As the hub that centralizes DevOps and IT Operations tool data, many organizations depend on PagerDuty to notify them whenever any component of their IT infrastructure is behaving unexpectedly. If you’ve used PagerDuty before, you’ve likely had to deal with multiple incidents related to a single problem, each of which you get notified for. This typically happens if you have redundant monitoring systems configured or if a single point of failure or degradation causes a domino effect of multiple tools simultaneously firing off alerts.
To address this, we’ve introduced some significant changes to our data model by redefining the concept of an alert within PagerDuty, as an object that tracks the monitoring tool state.
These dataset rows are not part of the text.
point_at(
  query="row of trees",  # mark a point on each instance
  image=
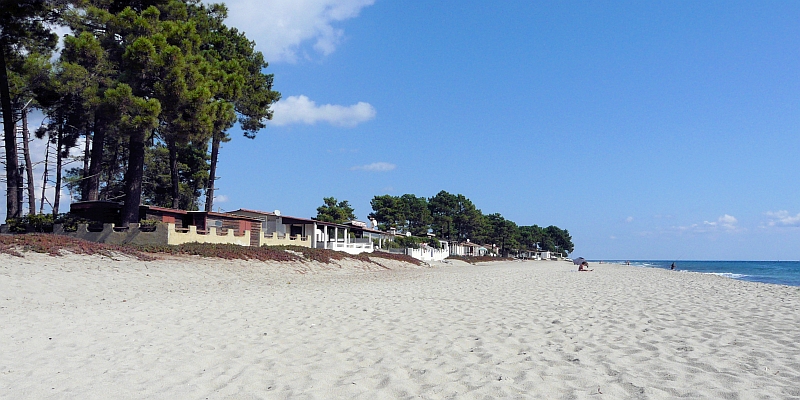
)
(148, 85)
(453, 218)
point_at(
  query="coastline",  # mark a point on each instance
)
(185, 327)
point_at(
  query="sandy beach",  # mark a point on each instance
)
(91, 327)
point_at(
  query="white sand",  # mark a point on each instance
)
(92, 328)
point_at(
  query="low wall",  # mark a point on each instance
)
(132, 235)
(351, 248)
(163, 234)
(273, 239)
(211, 237)
(428, 254)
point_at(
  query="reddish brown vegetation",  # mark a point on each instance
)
(54, 244)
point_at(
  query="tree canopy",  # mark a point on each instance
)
(454, 217)
(333, 211)
(149, 85)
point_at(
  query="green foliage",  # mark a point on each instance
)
(331, 211)
(69, 222)
(406, 213)
(192, 172)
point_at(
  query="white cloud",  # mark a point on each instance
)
(725, 222)
(221, 199)
(783, 218)
(375, 167)
(280, 27)
(302, 110)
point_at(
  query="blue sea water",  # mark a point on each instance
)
(775, 272)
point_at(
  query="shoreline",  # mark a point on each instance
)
(92, 327)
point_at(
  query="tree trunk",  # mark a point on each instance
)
(13, 206)
(212, 173)
(173, 172)
(133, 179)
(91, 191)
(44, 178)
(28, 163)
(57, 195)
(86, 157)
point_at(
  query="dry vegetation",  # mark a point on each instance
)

The use of alerts within PagerDuty is foundational to two exciting new capabilities — Alert Triage and Suppression.
Introducing Alert Triage
With the availability of the new Alert Triage capability, you can group related alerts into a single incident object that enables true end-to-end incident management. Responders no longer get paged on individual, silo-ed symptoms. Instead, resolution workflows are now centered around an incident object that is truly representative of a real, service-impacting problem or outage. This capability redefines how customers can intelligently triage and interact with the data from their systems to reduce noise, improve cross-functional collaboration, and drive down resolution times.
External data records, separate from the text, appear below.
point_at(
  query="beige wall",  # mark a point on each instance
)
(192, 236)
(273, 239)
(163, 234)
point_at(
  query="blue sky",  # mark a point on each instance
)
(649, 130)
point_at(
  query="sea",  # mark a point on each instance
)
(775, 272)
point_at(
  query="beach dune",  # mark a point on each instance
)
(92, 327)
Alerts will automatically be enabled on new PagerDuty services and you can begin using the new Alert Triage features immediately. For existing services where it makes sense to to have this configured, simply click on “Edit Service” and toggle on the option to “Create alerts & incidents”.
When a service is configured to Create alerts and incidents, all actionable alerts will create a parent incident. To consolidate related alerts into a single incident, select two or more incidents on the incident list, press Merge, and select the incident for everything to be merged into.
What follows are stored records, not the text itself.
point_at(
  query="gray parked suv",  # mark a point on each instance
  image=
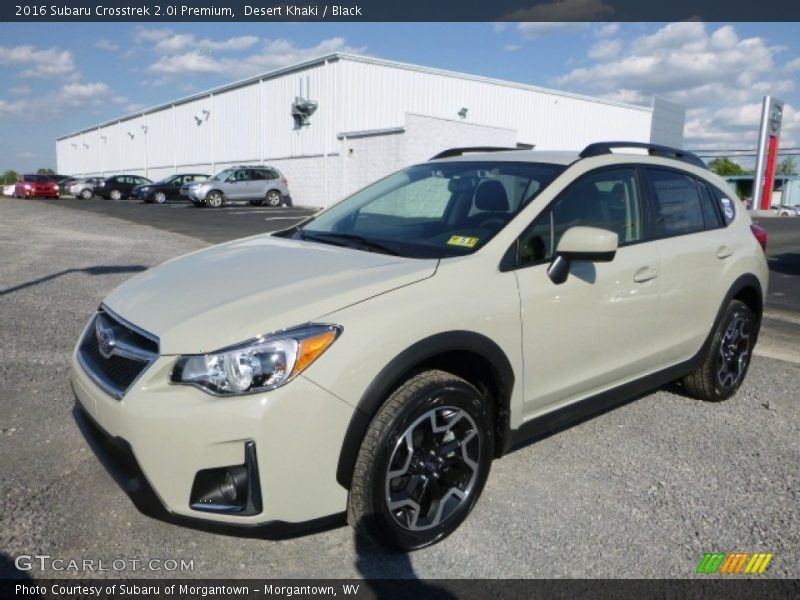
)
(257, 184)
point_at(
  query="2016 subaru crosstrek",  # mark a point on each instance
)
(377, 357)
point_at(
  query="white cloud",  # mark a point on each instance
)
(605, 49)
(73, 96)
(606, 29)
(12, 109)
(105, 44)
(39, 63)
(21, 90)
(273, 54)
(79, 95)
(168, 41)
(535, 30)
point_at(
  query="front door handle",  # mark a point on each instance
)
(724, 251)
(645, 274)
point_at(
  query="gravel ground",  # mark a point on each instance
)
(641, 491)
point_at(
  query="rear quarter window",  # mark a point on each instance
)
(679, 209)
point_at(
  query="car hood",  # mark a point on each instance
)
(230, 293)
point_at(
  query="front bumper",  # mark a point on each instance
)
(174, 431)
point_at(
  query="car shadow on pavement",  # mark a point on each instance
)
(382, 568)
(11, 576)
(96, 270)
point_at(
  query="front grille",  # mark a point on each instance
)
(114, 353)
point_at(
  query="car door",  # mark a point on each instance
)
(595, 329)
(696, 253)
(258, 184)
(236, 185)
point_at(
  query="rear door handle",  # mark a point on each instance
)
(724, 251)
(645, 274)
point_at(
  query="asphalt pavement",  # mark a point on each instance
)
(641, 491)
When you’re merging multiple incidents together, you can easily edit the incident summary to accurately reflect the issue in question, so responders can quickly get up to speed.
Alert Triage Benefits
There are many great benefits of Alert Triage when it comes to enabling a more seamless incident resolution workflow.
- Centralize critical alert information – Instead of dealing with multiple alerts independently with no correlation and consolidation, responders can now investigate a single incident to get up to speed quickly.
- See all impacted services – Quickly identify all the services that have been impacted by the incident.
- Streamline cross-functional handoff – This is especially valuable for NOC and first-level responders as now they only have to interact with a single object for reassignment, instead of manually reassigning or escalating individual alerts.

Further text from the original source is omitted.